En nombre de la italianidad argentina

“Tú romano, acuérdate de gobernar a los pueblos; éstas serán tus artes: perdonar a los humildes y derribar a los soberbios”, escribió Virgilio en pleno apogeo del Imperio Romano. Sería bueno que las actuales autoridades italianas recordaran los versos de su célebre antepasado a la hora de decidir su posición frente a la difícil tarea de la Argentina de renegociar su deuda externa.

Hace poco más de cuatro años, el 25 de noviembre de 2000, asistí a la Asamblea de Parlamentarios descendientes de italianos celebrada en Roma. En aquella oportunidad, y sin disimular la emoción que me producía pronunciar un discurso en la tierra de mis padres, señalé que Italia no era sólo de los italianos porque, a lo largo de los siglos, había logrado transmitir los valores de su cultura a la humanidad entera, sobreviviendo a todo: al Imperio y su desmembramiento, a las invasiones bárbaras, a los conflictos religiosos, a las batallas por la unificación, al devastamiento de la guerra, a la violencia de los terroristas de las Brigadas Rojas, a los cataclismos de la corrupción política. Ningún país mejor que Italia conoce los altibajos que sufren las naciones a lo largo de la historia, y nadie mejor que ese pueblo sabe que la solidaridad es indispensable a la hora de superar las crisis.
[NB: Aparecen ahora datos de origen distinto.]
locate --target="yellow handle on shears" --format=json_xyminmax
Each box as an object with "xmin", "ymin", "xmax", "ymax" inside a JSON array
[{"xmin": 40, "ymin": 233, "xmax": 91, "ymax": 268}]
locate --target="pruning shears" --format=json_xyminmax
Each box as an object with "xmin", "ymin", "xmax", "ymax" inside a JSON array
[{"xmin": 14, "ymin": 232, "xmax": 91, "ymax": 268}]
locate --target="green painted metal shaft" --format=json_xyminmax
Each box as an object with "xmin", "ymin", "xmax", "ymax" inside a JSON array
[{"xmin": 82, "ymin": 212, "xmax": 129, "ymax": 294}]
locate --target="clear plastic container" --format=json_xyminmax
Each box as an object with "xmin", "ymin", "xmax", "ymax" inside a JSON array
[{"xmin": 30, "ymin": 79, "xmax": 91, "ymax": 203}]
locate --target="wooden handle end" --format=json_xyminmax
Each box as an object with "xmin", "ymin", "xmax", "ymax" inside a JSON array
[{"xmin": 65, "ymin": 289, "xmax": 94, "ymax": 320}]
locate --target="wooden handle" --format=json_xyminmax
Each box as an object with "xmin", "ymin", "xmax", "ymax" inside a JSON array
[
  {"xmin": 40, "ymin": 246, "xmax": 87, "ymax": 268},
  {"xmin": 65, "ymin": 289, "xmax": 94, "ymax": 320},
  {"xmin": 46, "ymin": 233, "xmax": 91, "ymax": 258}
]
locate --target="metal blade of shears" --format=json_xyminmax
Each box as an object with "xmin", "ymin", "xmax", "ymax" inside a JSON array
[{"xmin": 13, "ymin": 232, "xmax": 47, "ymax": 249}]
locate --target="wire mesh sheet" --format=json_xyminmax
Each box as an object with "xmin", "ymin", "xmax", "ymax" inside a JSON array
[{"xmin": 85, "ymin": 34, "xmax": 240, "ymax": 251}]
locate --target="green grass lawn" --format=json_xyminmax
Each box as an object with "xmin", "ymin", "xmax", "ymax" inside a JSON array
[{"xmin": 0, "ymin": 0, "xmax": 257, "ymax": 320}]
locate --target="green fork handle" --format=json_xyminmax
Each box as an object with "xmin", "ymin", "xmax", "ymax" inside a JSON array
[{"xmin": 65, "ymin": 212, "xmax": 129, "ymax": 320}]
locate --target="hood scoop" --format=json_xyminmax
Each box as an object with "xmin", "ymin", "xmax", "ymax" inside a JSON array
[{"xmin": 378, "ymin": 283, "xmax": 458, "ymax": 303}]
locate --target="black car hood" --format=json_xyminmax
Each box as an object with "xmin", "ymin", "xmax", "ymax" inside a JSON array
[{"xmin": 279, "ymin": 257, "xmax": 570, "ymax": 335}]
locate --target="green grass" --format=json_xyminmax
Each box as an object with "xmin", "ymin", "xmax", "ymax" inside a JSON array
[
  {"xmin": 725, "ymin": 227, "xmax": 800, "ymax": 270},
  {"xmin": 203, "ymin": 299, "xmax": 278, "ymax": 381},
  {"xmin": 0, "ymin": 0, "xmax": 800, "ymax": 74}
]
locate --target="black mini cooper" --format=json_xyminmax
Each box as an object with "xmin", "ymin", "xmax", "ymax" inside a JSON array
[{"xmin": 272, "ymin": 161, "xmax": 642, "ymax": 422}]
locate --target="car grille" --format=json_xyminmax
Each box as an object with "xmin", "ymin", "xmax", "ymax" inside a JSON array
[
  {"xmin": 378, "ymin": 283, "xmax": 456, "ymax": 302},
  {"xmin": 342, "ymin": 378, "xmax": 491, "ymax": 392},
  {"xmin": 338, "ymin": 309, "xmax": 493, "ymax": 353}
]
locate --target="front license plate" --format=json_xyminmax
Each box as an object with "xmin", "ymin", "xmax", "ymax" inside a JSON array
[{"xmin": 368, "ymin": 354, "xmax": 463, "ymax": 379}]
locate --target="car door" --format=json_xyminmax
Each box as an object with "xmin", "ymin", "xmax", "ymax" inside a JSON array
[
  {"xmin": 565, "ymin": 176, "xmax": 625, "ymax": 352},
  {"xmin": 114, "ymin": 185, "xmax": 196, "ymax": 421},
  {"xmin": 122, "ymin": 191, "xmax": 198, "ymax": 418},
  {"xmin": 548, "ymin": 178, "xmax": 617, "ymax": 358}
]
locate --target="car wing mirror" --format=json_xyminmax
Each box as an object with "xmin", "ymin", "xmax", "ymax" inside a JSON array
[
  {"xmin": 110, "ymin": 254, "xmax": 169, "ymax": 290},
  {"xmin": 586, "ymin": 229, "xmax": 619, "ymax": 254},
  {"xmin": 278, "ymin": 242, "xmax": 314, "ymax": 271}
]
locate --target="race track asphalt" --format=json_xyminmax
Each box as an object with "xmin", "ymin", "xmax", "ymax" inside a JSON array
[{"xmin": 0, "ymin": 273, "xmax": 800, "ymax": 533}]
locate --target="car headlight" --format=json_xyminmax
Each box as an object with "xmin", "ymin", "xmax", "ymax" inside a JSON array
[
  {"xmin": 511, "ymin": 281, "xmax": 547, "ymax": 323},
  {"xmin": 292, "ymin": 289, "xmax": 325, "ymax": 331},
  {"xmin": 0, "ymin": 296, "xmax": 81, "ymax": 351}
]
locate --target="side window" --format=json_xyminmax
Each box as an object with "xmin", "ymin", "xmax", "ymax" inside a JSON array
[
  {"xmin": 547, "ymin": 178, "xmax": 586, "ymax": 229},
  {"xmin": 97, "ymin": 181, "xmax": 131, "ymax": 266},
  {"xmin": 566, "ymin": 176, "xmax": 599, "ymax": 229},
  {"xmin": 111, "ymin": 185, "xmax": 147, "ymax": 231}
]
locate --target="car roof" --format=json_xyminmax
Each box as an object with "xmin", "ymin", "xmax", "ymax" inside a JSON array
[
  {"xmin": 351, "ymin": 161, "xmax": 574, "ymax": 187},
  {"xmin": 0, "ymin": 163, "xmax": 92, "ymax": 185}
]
Cuando a fines del siglo XIX se inició en Italia una migración masiva de su población, la Argentina se convirtió en el destino obligado para millones de italianos que encontraron aquí una tierra de trabajo y promisión. Estallaron después los dos grandes conflictos bélicos que surcaron el siglo XX, en los cuales Italia no estuvo entre los ganadores. Los italianos padecieron hambre y miseria, y los gobernantes y el pueblo argentino hicieron llegar su solidaridad.

En 1945 se donaron centenares de miles de toneladas de trigo, se procedió a la reventa al gobierno italiano de siete barcos adquiridos durante el conflicto y se los abasteció con el combustible necesario para que pudieran trasladar aquellos granos hasta los puertos de su país.

En 1947, y ante el pedido desesperado del embajador italiano en Buenos Aires, Giustino Arpesani, el presidente Perón ordenó el cambio de rumbo hacia puertos italianos de diez buques nacionales cargados de trigo que se encontraban en alta mar, con destino a otros países con los que se habían firmado contratos ventajosos, aun cuando Italia no contaba con fondos para pagar esos cargamentos.

Además, el 13 de octubre de 1947, se firmó un tratado comercial con Italia para la provisión de alimentos durante cuatro años y un préstamo por 350 millones de pesos a un interés de 2,75% anual. También, la Argentina tomó a su cargo la totalidad de un empréstito por otros 350 millones de bonos emitidos por el gobierno italiano.

Con el tiempo, Italia devolvió con generosidad la ayuda de la Argentina a través de múltiples convenios de índole tecnológica, científica, comercial y de cooperación social, mientras que la industria y los empresarios italianos radicados en nuestro país escribían páginas del desarrollo nacional. Es que los vientos de la historia habían dado vuelta su curso. Y hoy Italia es la sexta potencia económica del mundo, mientras que la Argentina cayó en 2001 en un abismo del que está todavía emergiendo.

La Argentina quiere hacer honor a sus compromisos, pero para no repetir las actitudes facilistas que la llevaron al cataclismo tenemos que analizar las razones de la caída. Hay responsabilidad compartida de los bonistas que apostaron a una renta ilusoria sin evaluar los riesgos; de los grandes bancos que no cuidaron y hasta desinformaron a sus ahorristas; de las entidades regulatorias del país inversor que autorizaron la colocación de esos bonos, y del propio FMI, que como auditor avaló ese proceso de sobreendeudamiento del país.

Este principio de la corresponsabilidad se fue afianzando en los recientes fallos de la justicia italiana que han obligado a los bancos a devolver el dinero a los bonistas, y en la iniciativa del Parlamento italiano de crear una comisión investigadora del rol de los bancos italianos en el default argentino.

Esperamos que las autoridades de Italia comprendan que las soluciones duraderas al default argentino deben buscarse en el contexto de un esfuerzo compartido. Todos los que han sido parte del problema deben compartir el esfuerzo de la solución, sin privilegios.

No pedimos el perdón a los humildes que recomendaba el poeta Virgilio sino que, en nombre de la italianidad que nos une, esperamos que gestos de solidaridad y comprensión que demanda nuestra historia común reemplacen el oportunismo político y los intereses mezquinos.